Tastypie is a great framework, very robust and very easy to get started. Some times however, this simplicity means some aspects are hidden away. If you don’t have time to learn the framework well, then you’re bound to make some assumptions. Sadly, wrong assumptions can lead to unexpected behaviour. Hope I managed to illustrate the pitfalls and workarounds clearly and help you avoid some blind-spots when it comes to resource-level authorization using Tastypie.


[UPDATE]
I’ve received some feedback from Daniel Lindsley, the author of tastypie, who was kind enough to review this post and make some suggestions and corrections.

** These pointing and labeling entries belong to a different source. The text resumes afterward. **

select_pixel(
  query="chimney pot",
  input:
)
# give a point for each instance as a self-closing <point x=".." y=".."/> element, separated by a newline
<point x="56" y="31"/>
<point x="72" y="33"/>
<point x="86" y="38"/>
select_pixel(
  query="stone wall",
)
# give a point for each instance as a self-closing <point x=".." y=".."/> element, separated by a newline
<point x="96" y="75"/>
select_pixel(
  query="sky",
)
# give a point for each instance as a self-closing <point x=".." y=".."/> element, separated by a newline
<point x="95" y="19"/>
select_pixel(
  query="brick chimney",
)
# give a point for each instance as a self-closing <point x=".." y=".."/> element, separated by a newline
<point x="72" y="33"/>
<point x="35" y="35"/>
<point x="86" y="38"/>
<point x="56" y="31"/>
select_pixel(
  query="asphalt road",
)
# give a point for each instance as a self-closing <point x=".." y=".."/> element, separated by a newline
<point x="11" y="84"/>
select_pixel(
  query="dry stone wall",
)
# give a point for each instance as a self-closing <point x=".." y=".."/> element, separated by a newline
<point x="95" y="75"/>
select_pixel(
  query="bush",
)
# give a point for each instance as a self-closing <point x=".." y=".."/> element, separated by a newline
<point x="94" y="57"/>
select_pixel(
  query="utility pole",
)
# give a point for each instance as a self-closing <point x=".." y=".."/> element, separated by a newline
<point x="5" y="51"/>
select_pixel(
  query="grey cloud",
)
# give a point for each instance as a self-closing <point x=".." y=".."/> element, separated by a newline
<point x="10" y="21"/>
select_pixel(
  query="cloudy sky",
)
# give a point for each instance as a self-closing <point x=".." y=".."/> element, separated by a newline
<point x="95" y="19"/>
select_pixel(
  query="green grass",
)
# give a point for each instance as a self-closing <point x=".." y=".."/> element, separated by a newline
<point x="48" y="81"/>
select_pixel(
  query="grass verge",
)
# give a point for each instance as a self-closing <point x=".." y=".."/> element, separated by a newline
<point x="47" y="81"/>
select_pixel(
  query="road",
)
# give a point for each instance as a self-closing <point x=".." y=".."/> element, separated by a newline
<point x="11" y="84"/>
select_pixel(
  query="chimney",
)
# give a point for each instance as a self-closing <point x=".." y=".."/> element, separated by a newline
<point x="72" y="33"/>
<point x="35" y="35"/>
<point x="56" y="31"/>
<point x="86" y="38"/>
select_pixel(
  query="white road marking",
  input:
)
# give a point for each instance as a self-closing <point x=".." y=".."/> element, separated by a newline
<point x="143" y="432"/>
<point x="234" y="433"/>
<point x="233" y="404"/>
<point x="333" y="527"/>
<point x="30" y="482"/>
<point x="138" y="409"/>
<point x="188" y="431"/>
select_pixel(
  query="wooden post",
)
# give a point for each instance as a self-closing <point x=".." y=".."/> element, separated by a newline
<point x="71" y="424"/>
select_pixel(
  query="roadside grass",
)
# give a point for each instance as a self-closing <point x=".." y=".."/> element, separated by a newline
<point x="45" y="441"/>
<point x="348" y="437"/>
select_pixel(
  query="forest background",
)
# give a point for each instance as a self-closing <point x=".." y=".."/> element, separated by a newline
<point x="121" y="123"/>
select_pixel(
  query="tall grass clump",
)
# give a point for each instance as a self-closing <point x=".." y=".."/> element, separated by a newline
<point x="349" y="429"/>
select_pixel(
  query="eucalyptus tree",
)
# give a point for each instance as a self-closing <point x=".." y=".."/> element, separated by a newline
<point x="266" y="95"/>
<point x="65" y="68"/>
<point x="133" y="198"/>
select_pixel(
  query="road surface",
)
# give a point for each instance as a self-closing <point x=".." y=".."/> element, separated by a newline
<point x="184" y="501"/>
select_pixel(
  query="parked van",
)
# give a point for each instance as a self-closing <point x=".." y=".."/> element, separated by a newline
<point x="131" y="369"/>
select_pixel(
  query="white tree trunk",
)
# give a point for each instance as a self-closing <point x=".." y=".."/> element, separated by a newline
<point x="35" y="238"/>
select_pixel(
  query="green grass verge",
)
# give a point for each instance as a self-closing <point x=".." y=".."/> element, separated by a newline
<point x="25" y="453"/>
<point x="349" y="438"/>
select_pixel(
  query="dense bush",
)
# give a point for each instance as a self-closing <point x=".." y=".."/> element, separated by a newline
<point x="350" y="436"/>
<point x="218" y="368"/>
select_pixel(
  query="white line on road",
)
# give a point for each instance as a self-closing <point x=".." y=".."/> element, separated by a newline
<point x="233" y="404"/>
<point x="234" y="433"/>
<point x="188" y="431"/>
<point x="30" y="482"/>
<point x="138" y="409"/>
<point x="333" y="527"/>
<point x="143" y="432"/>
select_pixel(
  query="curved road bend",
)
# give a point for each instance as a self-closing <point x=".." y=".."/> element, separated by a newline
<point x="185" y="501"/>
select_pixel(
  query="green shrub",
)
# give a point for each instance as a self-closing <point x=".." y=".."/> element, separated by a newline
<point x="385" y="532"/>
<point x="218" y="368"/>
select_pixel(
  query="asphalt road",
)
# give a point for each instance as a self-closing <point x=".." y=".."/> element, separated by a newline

I’ve updated the post and tried to highlight those comments.

2 Responses to “Keep your hands off my tastypie”

  1. Nico

    Thanks for a great article. I found it while looking to overcome the problem of users self-registering on a site (as anonymous) but no allowing any updates as anonymous. This article has shed some light on how to continue.

  2. Tomasz Zielinski

    Great article! There’s one more thing to watch out for – `apply_limits()` seems to be called also for related object, but then its `request` parameter is set to the original request.

    Example: if you update a blog entry which has comments, then `apply_limits()` called for those comments will have `request.method == ‘PUT’`, which means that if you rely on `request.method` inside `apply_limits()` you might end up being confused.